やがて、いつものように隙のない一礼をする。
「承知いたしました。では我々は、全力で恒一様の“普通”を支えます」
「その言い方、支えるっていうより包囲するに近いんだけど」
「意味としては近いです」
「正直なんだよなあ」
朱音がくすっと笑う。
「大丈夫だよ、恒一くん」
「何が?」
「明日、きっと楽しいよ」
「そうかな」
「うん」
彼女は少しだけ表情をやわらげて言った。
「だって、ずっと行きたかった場所でしょ」
その一言だけで、胸の奥が少し熱くなった。
ああ、そうだ。
ずっと行きたかった。
誰かに用意された場ではなく、自分で手を伸ばして掴んだ場所へ。
神代家の者としてではなく、神代恒一として。
障子の外では、春の風が庭木を揺らしている。
空は高く、明日の天気はよさそうだった。
きっと明日は、いい日になる。
そう思った、その時だった。
宗一郎の携帯端末が、小さく震えた。
彼は一瞬だけ画面を確認し、わずかに眉を寄せる。宗一郎が眉を動かすのは、だいたい面倒ごとの前触れだ。
「……どうしたの」
「報告です」
「嫌な予感しかしない」
「県立筑波青葉高校一年A組、恒一様の隣席予定者について、追加情報が入りました」
「だからそういうのを調べるなって」
「オランダからの留学生だそうです」
「へえ」
「氏名は、エヴァ・ファン・オルデンブルク」
朱音の笑顔が止まった。
ほんの一瞬だけ、本当にほんの一瞬だけ、部屋の空気がしんと冷える。
「……女の子なんだ」
「らしいね」
「ふうん」
「朱音?」
「ううん、なんでもないよ?」
笑っている。笑っているのに、なぜだろう。庭の気温が三度くらい下がった気がする。
宗一郎は資料を見たまま続ける。
「国際交流枠での編入に近い形式ですが、年齢は同じ、入学時期も同一。
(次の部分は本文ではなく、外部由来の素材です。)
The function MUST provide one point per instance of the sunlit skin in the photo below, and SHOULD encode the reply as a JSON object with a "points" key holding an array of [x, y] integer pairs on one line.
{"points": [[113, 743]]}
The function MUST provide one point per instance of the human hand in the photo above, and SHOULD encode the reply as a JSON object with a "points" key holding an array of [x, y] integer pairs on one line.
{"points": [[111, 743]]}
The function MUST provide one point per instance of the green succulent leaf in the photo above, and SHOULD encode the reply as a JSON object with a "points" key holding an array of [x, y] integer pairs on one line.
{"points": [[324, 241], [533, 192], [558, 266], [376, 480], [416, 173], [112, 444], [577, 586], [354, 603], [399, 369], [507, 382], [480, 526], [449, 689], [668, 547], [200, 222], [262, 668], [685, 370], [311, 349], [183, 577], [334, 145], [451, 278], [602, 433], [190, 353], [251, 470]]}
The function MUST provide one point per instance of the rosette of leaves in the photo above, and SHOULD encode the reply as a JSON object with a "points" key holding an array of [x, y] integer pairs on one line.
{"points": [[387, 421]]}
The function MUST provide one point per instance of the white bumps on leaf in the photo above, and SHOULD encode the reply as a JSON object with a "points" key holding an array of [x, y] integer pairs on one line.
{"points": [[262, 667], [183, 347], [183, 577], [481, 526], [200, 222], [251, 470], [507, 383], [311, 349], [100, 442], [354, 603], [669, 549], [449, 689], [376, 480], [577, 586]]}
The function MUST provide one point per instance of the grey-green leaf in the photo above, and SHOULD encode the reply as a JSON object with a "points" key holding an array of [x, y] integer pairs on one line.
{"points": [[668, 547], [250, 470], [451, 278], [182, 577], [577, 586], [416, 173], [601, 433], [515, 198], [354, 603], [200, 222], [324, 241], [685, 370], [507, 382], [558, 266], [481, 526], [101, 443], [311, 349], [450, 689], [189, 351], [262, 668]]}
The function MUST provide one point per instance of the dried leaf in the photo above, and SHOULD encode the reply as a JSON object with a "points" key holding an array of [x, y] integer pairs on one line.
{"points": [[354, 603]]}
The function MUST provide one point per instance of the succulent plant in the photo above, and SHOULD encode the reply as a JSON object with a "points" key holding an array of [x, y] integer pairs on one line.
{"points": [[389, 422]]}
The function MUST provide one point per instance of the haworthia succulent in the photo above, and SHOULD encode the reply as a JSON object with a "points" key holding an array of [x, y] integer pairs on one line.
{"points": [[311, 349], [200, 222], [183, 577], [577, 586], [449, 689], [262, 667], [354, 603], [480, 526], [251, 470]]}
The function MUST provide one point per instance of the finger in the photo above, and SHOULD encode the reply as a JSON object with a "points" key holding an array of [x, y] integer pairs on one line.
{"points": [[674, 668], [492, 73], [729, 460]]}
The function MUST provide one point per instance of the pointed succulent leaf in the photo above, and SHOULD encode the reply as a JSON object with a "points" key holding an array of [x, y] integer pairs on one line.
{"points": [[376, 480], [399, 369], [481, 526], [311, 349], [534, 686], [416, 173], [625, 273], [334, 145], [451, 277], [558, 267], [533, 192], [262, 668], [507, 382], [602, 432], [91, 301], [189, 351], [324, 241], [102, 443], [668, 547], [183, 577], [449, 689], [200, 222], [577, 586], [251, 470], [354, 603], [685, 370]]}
手続き上は新入生として扱われます」
「珍しいね」
「ええ。かなり」
「……宗一郎」
「はい」
「その“かなり”って何」
「いえ、少々経歴が整いすぎております」
「整いすぎてる?」
「詳細はまだ不明です」
宗一郎がそう言う時は、だいたい面倒な意味で不明だ。
朱音が、相変わらずやわらかい声で尋ねる。
「恒一くんの隣なんだよね?」
「予定では」
「ふうん。そっかあ」
にこり。
怖い。やっぱり怖い。
僕は反射的に話題を変えた。
「と、とにかく! 明日は入学式だ。変なことが起きなければ、それでいい」
「変なこと」
朱音が繰り返す。
「例えば?」
「例えば……来賓に知ってる人がいるとか、護衛が目立つとか、隣の席の子がやたら鋭いとか」
「へえ」
「だからその“へえ”やめて」
宗一郎が静かに告げる。
「恒一様」
「何」
「残念ながら、その三つはすべて起こりうると想定しております」
「最悪だな」
僕の“普通の高校生活”は、どうやら開幕前から綱渡りらしい。
それでも。
それでもきっと、明日、校門をくぐる時には胸が高鳴るのだろう。
つくば市の県立高校。
初めての教室。
知らない同級生たち。
隣の席の、少しだけ厄介そうな留学生。
そして、たぶんずっと近すぎる幼馴染。
静かな青春を始めるはずだった。
その予定が、たぶんもう怪しいことに、僕だけがまだ本気で気づいていなかった。